Alternative trading systems in Canadian equity markets have re-emerged over the past few years. Six electronic trading platforms — Pure Trading, Liquidnet Canada Inc., MatchNow, BlockBook, Instinet Canada Cross and Omega — have geared up; several additional systems, including ATX and Project Alpha, expect to begin operations soon. The recent entry of these new systems reflects several factors: demands for specialized trading venues; competitive pressure to lower fees and data costs; and the presence of these trading systems internationally.
The advent of these systems in Canada has renewed the scrutiny of markets by regulators, with the focus on best execution rules, trade-through restrictions, market access, market transparency and other consequences of market fragmentation. But at the moment, there is more heat than light: participants are demanding greater clarity, and regulators continue to deliberate on the issues without introducing new rules designed to preserve liquidity and ensure investor access. Without clear direction from the regulators, these electronic markets risk fragmenting into independent liquidity pools, with deteriorating pre-trade and post-trade transparency and restricted investor access to best price, leading to the loss in overall market liquidity and efficiency.
The central feature of market integration is an effective trade-through rule that requires orders to be routed to the marketplaces with the best prevailing price, giving investors confidence that their “buy” or “sell” orders will be the first in line to be filled. Although no decision has yet been made on whether dealers or marketplaces will be ultimately responsible for routing orders to comply with the trade-through rule, the onus now falls entirely on the dealers.
This approach is inconsistent with that in the U.S., where the Securities and Exchange Commission has imposed responsibility on the marketplaces for complying with its version of the trade-through rule. Here in Canada, unless there is a decision soon, dealers operating under the existing rules will have no choice but to buy or build the technology to route orders electronically in real time across competing marketplaces to fill orders at the best prevailing prices.
These trade-through technology costs would be ultimately passed on to the investor. In the aggregate, they will be higher per transaction — due to the number of dealers that must incur these costs — than if incurred by marketplaces. Even regional dealers with relatively small order flow and limited scale would have to invest in independent order-routing technology. Rather than eight to 10 routing systems for the Canadian market, there would be 15 to 20 times that number.
And not only order-routing technology would be required; systems to handle complex order management in multiple markets and computer analytics for stock dealing also would be necessary.
Regulators have not yet placed minimum requirements on new marketplaces in terms of technology protocols to interface with investment dealers and clearing systems for order routing and the settlement of securities. As a result, dealers face additional costs in linking to new markets, as well as making critical judgments on whether and when the liquidity threshold of a particular market merits linkage to order-routing systems.

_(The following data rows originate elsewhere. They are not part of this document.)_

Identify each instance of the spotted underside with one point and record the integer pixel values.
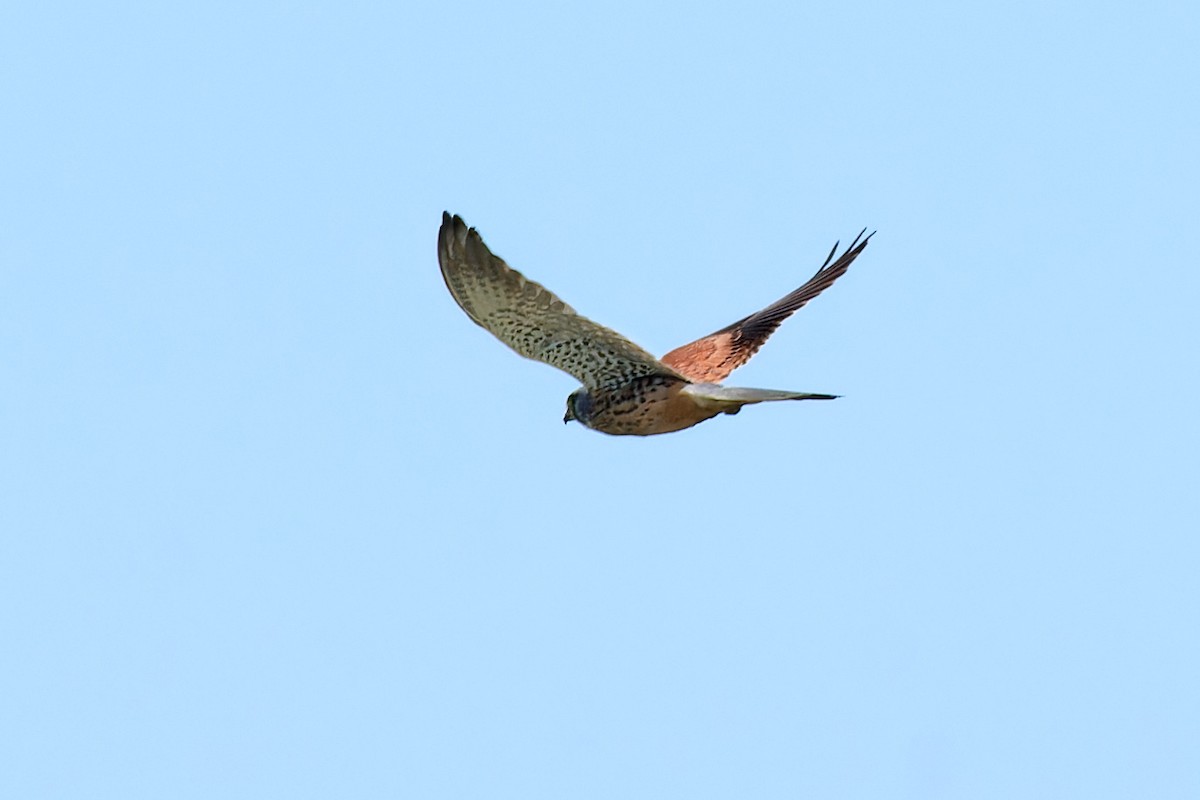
(627, 391)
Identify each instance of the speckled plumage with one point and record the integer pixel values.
(627, 391)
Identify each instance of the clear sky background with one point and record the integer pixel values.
(279, 521)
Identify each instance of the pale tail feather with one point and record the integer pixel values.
(735, 397)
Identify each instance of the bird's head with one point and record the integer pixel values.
(579, 407)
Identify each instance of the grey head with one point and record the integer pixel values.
(579, 407)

The higher transaction costs that are the outcome of these technology expenditures will reduce client order flow, particularly for orders from small dealers, and adversely affect the price discovery process and market efficiency. Further, it is possible that small dealers confronted with these significant costs will make an economic decision to withdraw from secondary equity markets.

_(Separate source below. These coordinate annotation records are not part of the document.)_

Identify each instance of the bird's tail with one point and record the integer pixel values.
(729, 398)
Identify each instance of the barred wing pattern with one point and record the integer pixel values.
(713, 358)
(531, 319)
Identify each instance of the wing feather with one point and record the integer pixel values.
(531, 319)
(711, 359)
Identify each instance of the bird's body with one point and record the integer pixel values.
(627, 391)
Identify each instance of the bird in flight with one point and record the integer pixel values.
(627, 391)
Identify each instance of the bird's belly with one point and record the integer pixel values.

Moreover, the regulatory delay in designating a central information processor to link equity marketplaces by providing consolidated real-time pre-trade and post-trade data could further weaken transaction flows in equity markets, as transaction flows decline in response to the opaqueness of pre-trade information among marketplaces. There is no certainty, as independent electronic trading systems gain market share, that competitive market forces will respond with effective consolidated cross-market price transparency.

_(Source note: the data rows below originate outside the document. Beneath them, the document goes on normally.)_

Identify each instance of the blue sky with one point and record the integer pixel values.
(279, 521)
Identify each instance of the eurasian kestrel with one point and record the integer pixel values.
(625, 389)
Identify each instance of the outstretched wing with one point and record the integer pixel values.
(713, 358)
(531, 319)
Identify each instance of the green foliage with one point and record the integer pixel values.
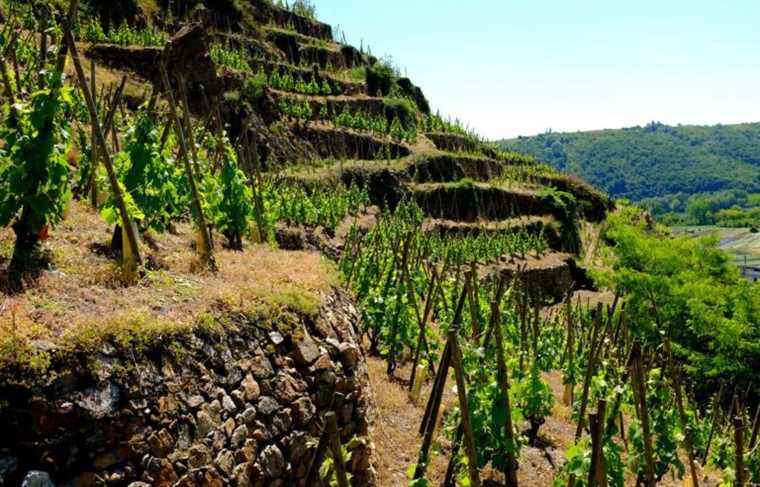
(656, 160)
(229, 57)
(34, 171)
(535, 399)
(578, 464)
(124, 35)
(687, 288)
(381, 77)
(664, 426)
(294, 204)
(730, 208)
(149, 178)
(234, 209)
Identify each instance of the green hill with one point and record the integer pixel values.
(656, 161)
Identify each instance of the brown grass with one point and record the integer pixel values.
(83, 300)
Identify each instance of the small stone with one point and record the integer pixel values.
(198, 456)
(287, 389)
(250, 387)
(100, 402)
(195, 401)
(276, 337)
(242, 475)
(261, 367)
(218, 441)
(160, 443)
(239, 436)
(267, 406)
(249, 415)
(272, 462)
(8, 465)
(303, 411)
(228, 404)
(250, 449)
(205, 423)
(323, 363)
(305, 351)
(239, 398)
(229, 426)
(37, 478)
(225, 461)
(349, 355)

Regulators should move quickly to provide clear policy direction in response to the structural changes that are now taking place in Canadian equity markets. If market transparency and data consolidation in a fragmenting marketplace are left simply to competitive forces, the efficiency and competitiveness of our domestic equity markets will be put at risk.
The first priority should be for regulators to implement a comprehensive trade-through rule for equity marketplaces that requires them, as a condition of approval, to have the technology to route orders to competing marketplaces offering better prices. The second priority should be to establish an information processor for equity marketplaces and mandate stock exchanges and electronic trading systems to connect data feeds to this market hub. The information processor would sort the cross-market data in real time to provide reliable consolidated information about the best pre-trade prices.
With these changes, we will be able to begin building a brave new world of electronic trading that creates value for the investing public and our equity markets.
Ian Russell is president and CEO of the Investment Industry Association of Canada.